The temptation of corruption lies on a risk-reward spectrum, with very high temptation at the low risk-high reward end, and very low temptation at the high risk-low reward end. Singapore is successful in fighting corruption because during the early days o nation building, it had established a system to put the temptation at the high risk-low reward end of the spectrum. How was it done?

First, create a high risk environment. Make corruption pays. Of course, if enforcement is not water right or people can easily evade detection by conspiring and share bribes, it will be difficult to create such environment. That’s where the idea of Mexican stand-off comes in.

In a Mexican stand-off, everyone is holding a gun at someone else in the group. no strategy exists that allows any party to achieve victory.

As a result, all participants need to maintain the strategic tension. The system is designed in such a way that any channel that potentially allows siphoning of money, illegal transaction or fraudulent collaboration has to go through myriads of approval guarded by individuals with no common interests or even conflicting interests. This is akin to a Mexican stand off situation. When someone wants to pull a trigger, he has to consider the chain effect on others reaction that can get himself killed. When there are many parties with no common interests entangled in a Mexican stand off, it becomes very difficult for any perpetrator to persuade everyone to lower their gun together.

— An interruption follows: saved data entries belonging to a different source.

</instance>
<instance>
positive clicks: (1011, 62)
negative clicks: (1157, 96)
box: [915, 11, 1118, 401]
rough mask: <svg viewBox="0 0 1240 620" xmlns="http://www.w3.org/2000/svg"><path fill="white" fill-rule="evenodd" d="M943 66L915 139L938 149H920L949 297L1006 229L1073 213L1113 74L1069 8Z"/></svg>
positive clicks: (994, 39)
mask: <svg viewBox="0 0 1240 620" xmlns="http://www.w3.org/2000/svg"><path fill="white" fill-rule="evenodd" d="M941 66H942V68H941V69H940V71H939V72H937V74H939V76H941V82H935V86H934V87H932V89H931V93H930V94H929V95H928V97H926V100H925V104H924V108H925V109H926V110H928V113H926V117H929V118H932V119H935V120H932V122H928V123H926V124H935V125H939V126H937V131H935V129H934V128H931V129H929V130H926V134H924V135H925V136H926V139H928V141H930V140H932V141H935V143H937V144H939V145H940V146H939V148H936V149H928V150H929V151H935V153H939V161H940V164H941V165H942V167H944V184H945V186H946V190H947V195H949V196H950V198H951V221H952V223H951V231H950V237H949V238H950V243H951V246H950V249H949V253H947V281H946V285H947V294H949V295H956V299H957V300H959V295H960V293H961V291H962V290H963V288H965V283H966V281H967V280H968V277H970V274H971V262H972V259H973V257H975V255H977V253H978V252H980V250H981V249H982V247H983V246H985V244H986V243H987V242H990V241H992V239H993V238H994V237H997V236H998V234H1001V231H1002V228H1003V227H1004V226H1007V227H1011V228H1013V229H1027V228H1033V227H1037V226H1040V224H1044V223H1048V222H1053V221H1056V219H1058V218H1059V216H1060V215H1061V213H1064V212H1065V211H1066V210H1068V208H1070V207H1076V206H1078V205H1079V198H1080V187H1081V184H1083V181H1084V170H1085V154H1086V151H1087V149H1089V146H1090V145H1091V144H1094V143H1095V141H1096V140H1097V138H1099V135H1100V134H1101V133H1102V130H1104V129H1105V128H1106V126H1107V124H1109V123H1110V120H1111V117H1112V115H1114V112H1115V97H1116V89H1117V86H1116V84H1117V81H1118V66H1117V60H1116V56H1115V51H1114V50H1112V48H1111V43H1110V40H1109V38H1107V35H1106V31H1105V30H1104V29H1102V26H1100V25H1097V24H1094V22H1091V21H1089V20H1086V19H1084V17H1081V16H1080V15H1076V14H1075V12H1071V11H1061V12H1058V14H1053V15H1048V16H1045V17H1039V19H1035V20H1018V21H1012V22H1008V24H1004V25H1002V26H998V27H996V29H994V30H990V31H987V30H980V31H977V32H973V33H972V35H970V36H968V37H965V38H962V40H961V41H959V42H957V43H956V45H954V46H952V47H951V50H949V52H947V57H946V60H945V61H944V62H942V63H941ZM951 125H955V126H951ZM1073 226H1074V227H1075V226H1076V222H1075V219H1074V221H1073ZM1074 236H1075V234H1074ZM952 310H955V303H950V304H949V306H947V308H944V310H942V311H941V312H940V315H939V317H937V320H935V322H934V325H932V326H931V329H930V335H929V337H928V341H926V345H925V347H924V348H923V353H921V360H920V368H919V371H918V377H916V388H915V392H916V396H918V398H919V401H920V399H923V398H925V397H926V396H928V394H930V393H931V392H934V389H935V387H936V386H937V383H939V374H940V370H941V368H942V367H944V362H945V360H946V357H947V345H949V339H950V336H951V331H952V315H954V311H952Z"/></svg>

Second, low benefits. Now this is controversial. Singapore’s ministerial pay has always been the weapon number one used indiscriminately in any anti-government argument. Besides attracting top talents to give up their high pay private sector post and expose themselves to public scrutiny in order to serve public office, it was argued that high paid top rank government official is instrumental in warding off the temptation of corruption. As a metaphor, a hundred thousand dollars would seem attractive to a person who only has a hundred thousand dollars in their bank, but the same amount would seem less attractive to a multi millionaire. In behavioural economics this is termed as the diminishing of marginal utility. The same theory goes for all civil servants, but in a less drastic way. The argument is that it is absolutely vital to keep the top ranking government officials streaky clean.

What’s mostly misunderstood in this argument is that high paid alone can deter corruption. In fact, it is the high paid plus the high risk that must work hand in hand to create a low temptation to corruption. Neither one is dispensable. In a low risk environment, even a multi millionaire would be tempted to siphons off a hundred thousand dollars because human greed knows no limit. In a high risk environment, people would still be tempted to take the risk if basic Marslow needs are not satisfied.

In other words, LKY does not believe that human nature is virtue or self-sacrificing. Whenever opportunity presents itself, most people would choose to enrich themselves first before considering the public benefits. To deter corruption is to produce an ecosystem where such behaviour is discouraged to the point where people won’t even think about doing it. The same theory goes for politicians and civil servants. Do not expect a saint will come along and serve with the best public interest in mind selflessly. Such person may exist but one in a million, and you may never find him in your lifetime. The default mode is always to assume human is greedy and corruption is the norm. It is the game rules that can contain it, not virtue human being. It is LKY’s deep understanding of human nature that had won the war on corruption in Singapore.